—Señor Granados, ¿me puede decir primero qué piensa hacer?
Quería escuchar el plan de Jaime.
Pero Jaime solo dijo:
—Tú nada más di que sí. Lo demás lo arreglo yo. No te metas en nada.
Y colgó.
—Pero, señor Granados… ¿bueno? —Gloria frunció el ceño al ver en la pantalla que la llamada ya se había cortado.
Ni modo. Paso a paso. Ahorita lo urgente era salir del pleito del “topo”.
Todo el día, el chat del trabajo estuvo muerto. Ni lo básico de siempre.
Al final, Gloria —la “traidora”— también estaba ahí.
Mirella le mandó mensajes para contarle qué hacía Federico.
[Cuando la jefa de asistentes fue a reportar, intentó hablar por ti y el señor Córdoba la regañó horrible.]
[Seis años a su lado y aun así no te cree. Yo no me trago que tú lo venderías, pero él sí.]
[Acaba de venir la señorita Orozco. Se puso a llorar con el señor Córdoba. Él dijo que sí o sí le va a dar una explicación a Grupo Orozco.
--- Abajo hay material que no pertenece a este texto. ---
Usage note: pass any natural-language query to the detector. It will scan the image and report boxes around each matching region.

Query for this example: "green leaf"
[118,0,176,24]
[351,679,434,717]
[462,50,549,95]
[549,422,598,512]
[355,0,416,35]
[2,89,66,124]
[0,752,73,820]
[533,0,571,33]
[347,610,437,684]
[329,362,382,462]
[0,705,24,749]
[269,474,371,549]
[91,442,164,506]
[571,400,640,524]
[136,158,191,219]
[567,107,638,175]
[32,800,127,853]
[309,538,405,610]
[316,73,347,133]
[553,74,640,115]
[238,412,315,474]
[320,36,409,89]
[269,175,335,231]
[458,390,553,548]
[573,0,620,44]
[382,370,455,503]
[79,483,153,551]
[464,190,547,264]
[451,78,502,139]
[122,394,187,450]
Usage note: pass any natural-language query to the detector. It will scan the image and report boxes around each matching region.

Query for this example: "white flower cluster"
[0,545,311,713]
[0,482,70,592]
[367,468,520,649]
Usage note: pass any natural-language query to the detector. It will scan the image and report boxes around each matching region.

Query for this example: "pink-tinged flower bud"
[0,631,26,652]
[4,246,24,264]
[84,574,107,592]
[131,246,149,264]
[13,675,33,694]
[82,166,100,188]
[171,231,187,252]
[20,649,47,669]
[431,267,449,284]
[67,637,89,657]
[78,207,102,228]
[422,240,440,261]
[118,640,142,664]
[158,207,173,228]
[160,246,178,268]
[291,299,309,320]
Acaban de llamar al de Recursos Humanos… ¿no será que te van a correr?]
Cada mensaje le apretaba el pecho a Gloria.
Aunque se fuera, no lograba dejar de reaccionar ante cada movimiento de Federico.
Y dejando a un lado lo sentimental: como su asistente, que él desconfiara así de ella… era algo que no podía aceptar.
De madrugada, Pablo le escribió para que al día siguiente se presentara a las diez de la mañana en la empresa.
Se obligó a dormir, pero no descansó nada.
Al día siguiente, a las diez en punto, en la sala de juntas del último piso de Rivadeneira.
El asunto ya había golpeado el nombre y las ganancias de la empresa; los consejeros estaban encima.
Cuando Gloria llegó, la sala enorme estaba llena.
Apenas entró, sintió todas las miradas encima.
Federico estaba en la cabecera. A su derecha, Irene; ese día venía como representante de Grupo Orozco.
—Señor Córdoba. —Gloria traía maquillaje ligero, pero no alcanzaba a tapar lo mal que se veía.
—Correrla es poco. Que cargue con consecuencias legales; que no vuelva a levantar cabeza.
Las voces se encendieron.
A Gloria se le cerró la garganta, como si la estuvieran poniendo contra la pared.
Federico no dijo nada. Se quedó escuchando, con la cara imposible de leer.
—Fede —Irene ya no aguantó—. ¿Qué esperas? Decide ya. Dales una respuesta.
—Ven. —Federico levantó la mano y le hizo una seña con dos dedos.
No la miró, pero Gloria supo que era para ella.
Se acercó y se detuvo a su lado.
—Te voy a dar una oportunidad de limpiarte. —Su voz sonó impecable, pero condescendiente; más que ayudarla, parecía trámite para no verse cruel.
Gloria entendía algo con claridad: dijera lo que dijera, ellos ya la habían marcado como la filtradora.